In logistics, you map routes meticulously, but the street-level variables still get you: weather, traffic, construction, misplaced addresses. Same idea goes for wound healing. The vascular flow can look great, the A1C numbers can be acceptable, but one pressure point under a metatarsal head can undo everything. So, like a logistics manager anticipating delays, I’ve learned to plan redundancies.  I allow for extra follow-up appointments, shoe evaluations, nursing check-ins. If there’s one thing that I’ve learned in 25 years of treating diabetic feet, it is that healing is a process, but staying healed is a promise we make together.

There’s another parallel to also consider.  It is the data. In logistics, you track every metric: cost per mile, on-time rate, failed deliveries. In diabetic wound management, we also have data, items like wound size, duration, ABI, infection markers. What we rarely measure is post-healing durability. How long does the wound stay closed? This is the metric I want to optimize. A “healing durability index,” if you will. Because once we start measuring it, we can improve it. That’s how logistics transformed from guesswork into precision science, and in medicine, we should do the same.
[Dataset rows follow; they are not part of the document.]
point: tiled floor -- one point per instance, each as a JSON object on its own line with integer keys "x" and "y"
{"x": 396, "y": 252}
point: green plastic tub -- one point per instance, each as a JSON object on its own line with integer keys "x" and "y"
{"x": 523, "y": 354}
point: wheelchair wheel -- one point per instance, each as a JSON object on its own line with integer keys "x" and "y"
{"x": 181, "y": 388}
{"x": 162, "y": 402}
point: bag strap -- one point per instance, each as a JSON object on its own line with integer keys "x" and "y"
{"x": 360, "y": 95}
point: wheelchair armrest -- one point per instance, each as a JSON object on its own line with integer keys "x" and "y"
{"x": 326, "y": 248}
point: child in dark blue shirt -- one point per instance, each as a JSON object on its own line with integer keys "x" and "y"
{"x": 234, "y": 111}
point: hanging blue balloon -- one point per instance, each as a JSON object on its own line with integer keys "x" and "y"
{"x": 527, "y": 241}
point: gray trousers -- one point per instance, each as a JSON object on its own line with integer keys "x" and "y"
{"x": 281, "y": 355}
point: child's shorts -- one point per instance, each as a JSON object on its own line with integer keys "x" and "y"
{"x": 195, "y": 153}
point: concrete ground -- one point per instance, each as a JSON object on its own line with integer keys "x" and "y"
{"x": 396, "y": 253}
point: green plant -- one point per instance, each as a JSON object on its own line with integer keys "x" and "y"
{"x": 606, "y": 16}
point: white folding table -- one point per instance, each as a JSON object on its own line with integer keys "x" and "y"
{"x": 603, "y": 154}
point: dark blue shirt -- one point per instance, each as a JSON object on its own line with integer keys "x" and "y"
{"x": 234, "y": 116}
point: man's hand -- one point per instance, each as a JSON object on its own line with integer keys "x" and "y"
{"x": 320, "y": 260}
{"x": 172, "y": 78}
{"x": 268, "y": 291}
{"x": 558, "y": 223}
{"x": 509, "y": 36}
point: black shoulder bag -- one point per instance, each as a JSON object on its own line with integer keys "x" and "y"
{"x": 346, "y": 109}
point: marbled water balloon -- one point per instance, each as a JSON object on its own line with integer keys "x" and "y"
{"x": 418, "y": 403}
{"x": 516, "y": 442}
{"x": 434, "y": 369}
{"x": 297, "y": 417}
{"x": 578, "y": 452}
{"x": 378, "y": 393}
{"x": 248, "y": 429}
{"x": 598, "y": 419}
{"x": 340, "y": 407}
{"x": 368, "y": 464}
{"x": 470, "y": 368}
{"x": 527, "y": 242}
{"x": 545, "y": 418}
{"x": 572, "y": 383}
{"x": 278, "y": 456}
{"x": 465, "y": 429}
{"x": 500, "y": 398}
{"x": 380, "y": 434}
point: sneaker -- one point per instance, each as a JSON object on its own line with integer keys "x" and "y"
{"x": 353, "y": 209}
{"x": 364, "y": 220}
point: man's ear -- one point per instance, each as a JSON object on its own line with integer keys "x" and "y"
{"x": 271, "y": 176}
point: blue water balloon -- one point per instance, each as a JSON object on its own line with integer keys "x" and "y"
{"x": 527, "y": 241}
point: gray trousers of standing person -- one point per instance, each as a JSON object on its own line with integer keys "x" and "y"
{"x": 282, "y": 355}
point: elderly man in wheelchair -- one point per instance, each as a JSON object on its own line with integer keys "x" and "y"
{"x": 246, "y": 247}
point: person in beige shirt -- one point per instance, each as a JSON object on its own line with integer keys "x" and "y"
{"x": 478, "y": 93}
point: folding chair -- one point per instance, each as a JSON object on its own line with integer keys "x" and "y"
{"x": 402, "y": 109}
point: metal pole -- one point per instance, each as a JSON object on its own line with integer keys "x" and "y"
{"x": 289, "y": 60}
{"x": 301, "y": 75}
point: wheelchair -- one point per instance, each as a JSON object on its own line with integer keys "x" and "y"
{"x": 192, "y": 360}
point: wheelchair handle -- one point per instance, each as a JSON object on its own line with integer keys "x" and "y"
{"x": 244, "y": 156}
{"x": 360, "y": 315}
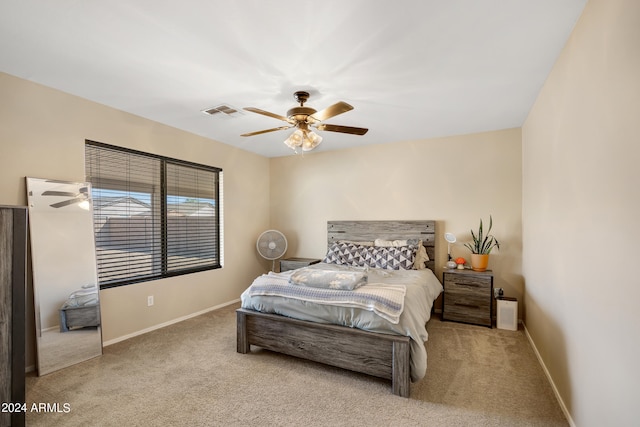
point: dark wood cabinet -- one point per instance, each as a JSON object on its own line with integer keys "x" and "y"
{"x": 13, "y": 255}
{"x": 468, "y": 296}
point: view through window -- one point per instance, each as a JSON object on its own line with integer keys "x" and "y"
{"x": 153, "y": 216}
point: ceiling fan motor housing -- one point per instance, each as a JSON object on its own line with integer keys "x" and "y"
{"x": 300, "y": 114}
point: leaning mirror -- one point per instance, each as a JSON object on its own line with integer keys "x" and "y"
{"x": 65, "y": 280}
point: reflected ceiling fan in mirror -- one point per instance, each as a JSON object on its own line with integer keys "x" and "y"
{"x": 81, "y": 197}
{"x": 304, "y": 119}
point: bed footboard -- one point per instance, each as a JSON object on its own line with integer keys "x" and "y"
{"x": 380, "y": 355}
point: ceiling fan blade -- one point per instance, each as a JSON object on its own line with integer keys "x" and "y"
{"x": 266, "y": 130}
{"x": 331, "y": 111}
{"x": 342, "y": 129}
{"x": 67, "y": 202}
{"x": 267, "y": 113}
{"x": 58, "y": 193}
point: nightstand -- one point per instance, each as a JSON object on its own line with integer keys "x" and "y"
{"x": 293, "y": 263}
{"x": 468, "y": 296}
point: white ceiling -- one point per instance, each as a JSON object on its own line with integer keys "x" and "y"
{"x": 413, "y": 69}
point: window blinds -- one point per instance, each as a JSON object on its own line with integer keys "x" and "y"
{"x": 153, "y": 216}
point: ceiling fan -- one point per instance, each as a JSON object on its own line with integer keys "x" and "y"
{"x": 81, "y": 196}
{"x": 303, "y": 119}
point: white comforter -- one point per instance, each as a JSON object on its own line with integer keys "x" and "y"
{"x": 422, "y": 288}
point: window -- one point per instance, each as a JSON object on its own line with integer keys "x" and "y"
{"x": 153, "y": 216}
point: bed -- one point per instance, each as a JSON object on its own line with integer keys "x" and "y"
{"x": 81, "y": 309}
{"x": 299, "y": 331}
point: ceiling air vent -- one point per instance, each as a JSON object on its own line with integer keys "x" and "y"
{"x": 225, "y": 110}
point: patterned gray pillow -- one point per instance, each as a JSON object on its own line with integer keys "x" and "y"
{"x": 389, "y": 258}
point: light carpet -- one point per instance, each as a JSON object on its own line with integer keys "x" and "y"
{"x": 189, "y": 374}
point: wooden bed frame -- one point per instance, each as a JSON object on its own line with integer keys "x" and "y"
{"x": 380, "y": 355}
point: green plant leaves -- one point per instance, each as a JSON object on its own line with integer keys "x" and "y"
{"x": 483, "y": 244}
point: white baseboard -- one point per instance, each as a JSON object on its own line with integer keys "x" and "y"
{"x": 171, "y": 322}
{"x": 546, "y": 372}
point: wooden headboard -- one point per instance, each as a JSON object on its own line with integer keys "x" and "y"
{"x": 388, "y": 230}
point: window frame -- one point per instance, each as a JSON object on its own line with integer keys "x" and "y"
{"x": 163, "y": 265}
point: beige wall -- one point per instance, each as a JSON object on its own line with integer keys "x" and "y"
{"x": 42, "y": 134}
{"x": 455, "y": 181}
{"x": 581, "y": 206}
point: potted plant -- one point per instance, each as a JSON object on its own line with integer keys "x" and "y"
{"x": 481, "y": 247}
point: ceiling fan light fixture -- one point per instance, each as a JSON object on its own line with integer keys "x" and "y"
{"x": 311, "y": 141}
{"x": 303, "y": 138}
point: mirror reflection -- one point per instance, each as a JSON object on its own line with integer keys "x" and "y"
{"x": 65, "y": 282}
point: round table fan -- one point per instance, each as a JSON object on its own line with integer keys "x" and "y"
{"x": 272, "y": 245}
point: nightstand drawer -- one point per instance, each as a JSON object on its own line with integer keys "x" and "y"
{"x": 467, "y": 314}
{"x": 468, "y": 297}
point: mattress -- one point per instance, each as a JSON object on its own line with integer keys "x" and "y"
{"x": 422, "y": 288}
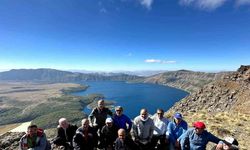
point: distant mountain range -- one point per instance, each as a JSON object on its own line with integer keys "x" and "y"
{"x": 183, "y": 79}
{"x": 52, "y": 75}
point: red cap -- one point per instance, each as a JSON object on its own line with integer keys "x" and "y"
{"x": 199, "y": 125}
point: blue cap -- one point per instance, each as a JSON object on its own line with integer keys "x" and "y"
{"x": 177, "y": 116}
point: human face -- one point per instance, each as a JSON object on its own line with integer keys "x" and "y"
{"x": 109, "y": 124}
{"x": 101, "y": 104}
{"x": 160, "y": 114}
{"x": 85, "y": 124}
{"x": 144, "y": 114}
{"x": 199, "y": 130}
{"x": 177, "y": 120}
{"x": 118, "y": 112}
{"x": 64, "y": 124}
{"x": 32, "y": 131}
{"x": 121, "y": 135}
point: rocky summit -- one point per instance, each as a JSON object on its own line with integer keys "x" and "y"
{"x": 232, "y": 93}
{"x": 223, "y": 105}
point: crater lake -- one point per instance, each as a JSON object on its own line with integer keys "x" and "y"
{"x": 134, "y": 96}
Something else I’ve taken from my business training, lean courses, (school of hard knocks ) is to take pride in the small victories. A perfectly delivered package. A healed wound that stays closed for a year. Neither happens by luck, they both happen because of dozens of tiny decisions lined up just right. The driver took the time to triple-check the address. The patient decided not to walk barefoot, even once. These micro-choices define whether success holds.

Honestly, that’s where the human side of medicine still amazes me. You can design the best offloading device, optimize the antibiotic regimen, digitize every wound photo, and it is still about relationships. Logistics systems depend on drivers showing up and customers being home. My clinical outcomes depend on patients showing up, both mentally as much as physically. When they understand that “last mile” belongs to them, healing shifts from something I do for them to something we do together.

So if there’s one thing these  very different, yet exactly the same concepts have taught me, it’s this,  systems fail where communication ends. In logistics, that means an undelivered box. In diabetic wound care, it means a patient who heals but doesn’t stay healed. Every time I see a wound close now, I think about the delivery truck pulling up to the house. The job isn’t done until it’s safely inside (and the amazon drivers stop blocking each other in).

That’s the last mile. And for anyone living with diabetes, that mile is where everything counts.  It is the difference between healing and hospital, between independence and another round of treatment. So as a doctor, my job isn’t just to close wounds. It’s to make sure the healing gets delivered, and stays delivered.